Currently Reading: No Picnic on Mount Kenya by Felice Benuzzi 📚

The night sky was clear. There was a smell of good earth in the air such as I had seldom noticed in Africa. I was thinking, the future exists if you know how to make it, and it’s up to you, as I turned the corner of my barrack at the exact spot from which I had seen Mount Kenya for the first time, and from which I had always cast a look in the direction of the peak since that first view.

Now it was visible again and in the starlight it looked even more tantalising than in daylight. The white glaciers gleamed with mysterious light and its superb summit towered against the sky. It was a challenge.

A thought crossed my numbed mind like a flash.


Currently Reading: Synthesizing Gravity by Kay Ryan 📚

I have loved a few of Kay Ryan’s poems for a time, but only recently have I read any of her poetry in bulk. (An awful word for poetry collections, I admit, but I’m not implying any sort of speed in reading them.) Then I found this collection of her essays and — between the poems and the prose, she has quickly become one of my favorite writers on the planet.

Writing about Marianne Moore’s poetry, Ryan remarks, “She commonly looks at something quite remote and rustic … and it explodes in a variety of alarming directions.”

“Yet in another way,” she says, “observation is just the detonator for an explosion of private associations, glittering in their rhetorical arcs, and upon there descent into the reader’s brainpan randomly meaningful and meaningless.”

I love reading, love all the glittering, meaningful and meaningless rehetorical arcs.


Finished Reading (2023): Natality: Toward a Philosophy of Birth by Jennifer Banks 📚

An excellent biographical-philosophical flyover and a much needed spark to shift our thinking. There’s definitely room for her “Philosophy of Birth” to grow.

Each person, in simply being born, creates an opportunity for history to begin again. … We are more than history’s byproducts; we are instead creative participants in history, nature, and time. A human is born a tiny, infinitesimal piece of some massive whole, but that macrocosm is not impervious to the smallness of our individual births.


Finished Reading: Neither Beast Nor God: The Dignity of the Human Person by Gilbert Meilaender 📚

Thoughtfulness is an understatement when it comes to Meilaender.

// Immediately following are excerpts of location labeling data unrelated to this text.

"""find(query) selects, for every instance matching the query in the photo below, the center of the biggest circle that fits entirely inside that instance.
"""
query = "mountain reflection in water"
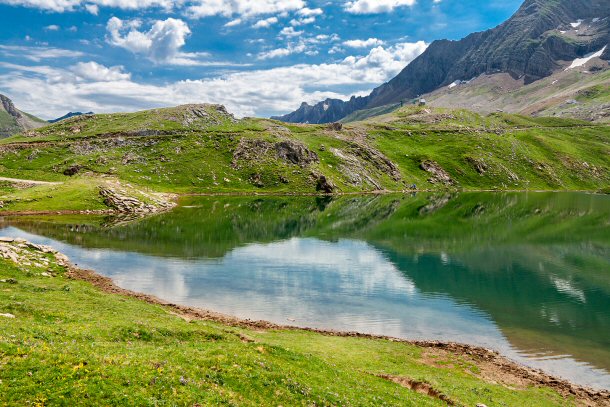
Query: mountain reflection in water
(526, 274)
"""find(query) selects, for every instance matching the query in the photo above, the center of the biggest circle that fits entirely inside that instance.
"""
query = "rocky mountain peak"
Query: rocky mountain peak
(542, 37)
(9, 107)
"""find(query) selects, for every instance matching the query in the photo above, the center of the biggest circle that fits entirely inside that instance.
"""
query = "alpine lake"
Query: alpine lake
(526, 274)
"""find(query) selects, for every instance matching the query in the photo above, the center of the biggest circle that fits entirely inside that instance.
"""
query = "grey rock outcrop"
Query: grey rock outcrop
(535, 42)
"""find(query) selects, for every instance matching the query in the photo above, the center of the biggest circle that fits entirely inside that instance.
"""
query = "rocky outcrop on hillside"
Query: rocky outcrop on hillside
(69, 115)
(542, 37)
(13, 121)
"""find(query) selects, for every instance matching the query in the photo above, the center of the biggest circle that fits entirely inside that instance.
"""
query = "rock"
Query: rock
(324, 185)
(295, 153)
(73, 170)
(335, 126)
(479, 164)
(257, 181)
(439, 175)
(124, 204)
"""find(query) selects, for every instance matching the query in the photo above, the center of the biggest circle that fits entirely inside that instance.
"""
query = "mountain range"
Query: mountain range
(68, 115)
(13, 120)
(542, 38)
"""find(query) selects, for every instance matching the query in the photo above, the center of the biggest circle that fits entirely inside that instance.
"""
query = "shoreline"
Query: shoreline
(537, 377)
(175, 197)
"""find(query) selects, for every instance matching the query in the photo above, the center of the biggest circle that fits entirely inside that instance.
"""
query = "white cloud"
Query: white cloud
(371, 42)
(234, 22)
(290, 32)
(92, 8)
(37, 54)
(61, 6)
(160, 44)
(308, 12)
(267, 22)
(246, 8)
(282, 52)
(375, 6)
(92, 71)
(50, 92)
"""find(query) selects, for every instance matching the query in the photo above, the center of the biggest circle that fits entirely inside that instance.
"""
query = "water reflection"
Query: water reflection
(528, 275)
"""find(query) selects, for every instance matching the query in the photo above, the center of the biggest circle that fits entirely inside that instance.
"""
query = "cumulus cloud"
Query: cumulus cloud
(160, 44)
(375, 6)
(37, 54)
(49, 91)
(265, 23)
(92, 71)
(246, 8)
(61, 6)
(371, 42)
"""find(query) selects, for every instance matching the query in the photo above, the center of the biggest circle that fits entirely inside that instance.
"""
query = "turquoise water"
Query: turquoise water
(525, 274)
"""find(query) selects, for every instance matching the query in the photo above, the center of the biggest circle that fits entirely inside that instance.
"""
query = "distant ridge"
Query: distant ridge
(13, 120)
(68, 115)
(541, 38)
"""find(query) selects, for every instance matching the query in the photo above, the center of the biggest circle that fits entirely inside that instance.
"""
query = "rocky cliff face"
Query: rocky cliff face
(535, 42)
(13, 121)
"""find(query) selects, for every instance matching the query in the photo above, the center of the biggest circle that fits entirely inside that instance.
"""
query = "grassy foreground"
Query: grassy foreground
(203, 149)
(65, 342)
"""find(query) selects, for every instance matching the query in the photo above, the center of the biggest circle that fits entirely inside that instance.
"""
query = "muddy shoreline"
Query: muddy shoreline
(497, 367)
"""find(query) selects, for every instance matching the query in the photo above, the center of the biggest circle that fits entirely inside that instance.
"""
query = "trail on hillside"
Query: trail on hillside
(29, 181)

In each of his books, I always appreciate his nonrelativist, both-and approach.

Thinking seriously about human dignity should compel us to ask whether freedom and consent are really all we ought to care about—to ask whether being human means nothing more than the freedom to shape and reshape ourselves, or whether it also means honoring the embodied character of our life and affirming some of its limits.


Finished Reading: Gilead by Marilynne Robinson 📚

Third time in this book, and I love it equally each time — its meditative depths of simplicity, or some such paradox.

Nan Shepherd said that “simply to look on anything, such as a mountain, with the love that penetrates to its essence, is to widen the domain of being in the vastness of non-being. Man has no other reason for his existence.” I can think of no better description at the heart of this book, and of Robinson’s writing in general.